Hey, thanks for the input! Ya I was surprised no one else has replied yet. But I'll check those areas out you mentioned. Thanks again! 
-myles


----------



## TheDarkInfinity (Apr 17, 2013)

No problem  My A. Hentzi came from the south side of Pueblo reservoir. Just find one of the many many trail heads and go for a walk. Anything from herps to scorps and of course Ts. Awesome place


----------



## nebhob (Oct 11, 2013)

*Comanche National Grassland*

I highly recommend a visit South east of Colorado Springs to the Comanche National Grassland in the fall when the males are on the move.  They are so abundant that you have to watch the road to ensure you don't run over them.  Head in from the little down of Timpas outside La Junta. 

Here is 1 male that I came across last weekend.


----------



## Widowman10 (Jan 10, 2014)

OP, i know it's already way too late since you've already come and gone, but figured i'd post in case anyone comes across this thread again. 

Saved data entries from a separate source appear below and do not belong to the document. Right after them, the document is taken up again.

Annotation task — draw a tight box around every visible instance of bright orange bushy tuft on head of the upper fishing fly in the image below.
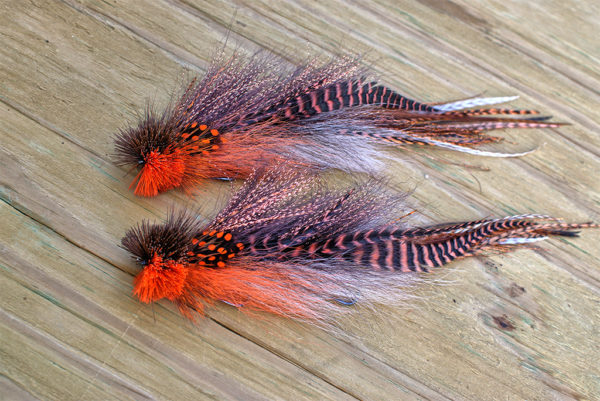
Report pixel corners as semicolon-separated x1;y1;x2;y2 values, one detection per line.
131;150;185;196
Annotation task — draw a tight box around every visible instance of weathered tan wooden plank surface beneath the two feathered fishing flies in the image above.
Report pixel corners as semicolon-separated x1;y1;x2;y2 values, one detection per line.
0;0;600;400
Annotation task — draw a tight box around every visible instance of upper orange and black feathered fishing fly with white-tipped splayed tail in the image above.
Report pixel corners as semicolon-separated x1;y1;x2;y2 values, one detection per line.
115;54;560;196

(great pictures by the way nebhob)

thedarkinfinity is right, pueblo is a GREAT place to find T's and scorps (and herps of course!). colorado springs does get the odd T every once in awhile, but you'll have much better luck on a quick trip going down south about 45 min. if you can find the right spot, they are EVERYWHERE. <--talking about the females. of course the "tarantula migration" as the news calls it happens every fall where you can find thousands of males walking around in droves, but who wants a male when you can get females 

monstev20, did you end up finding anything or go out looking when you came?

Reactions: Like 1


----------



## kablam0r (Jul 23, 2014)

*Sorry to resurrect this old thread, but......*

Can any one recommend some trails or parks in South Pueblo for Ts, as I'm not too familiar with the area? I'm not looking to collect, I just want to take some pictures and show my 4.5 yo Ts in their natural habitat. Also, any good sports for herps or scores would be appreciated. We are headed down from Denver this Saturday.

Thanks in Advance folks!


----------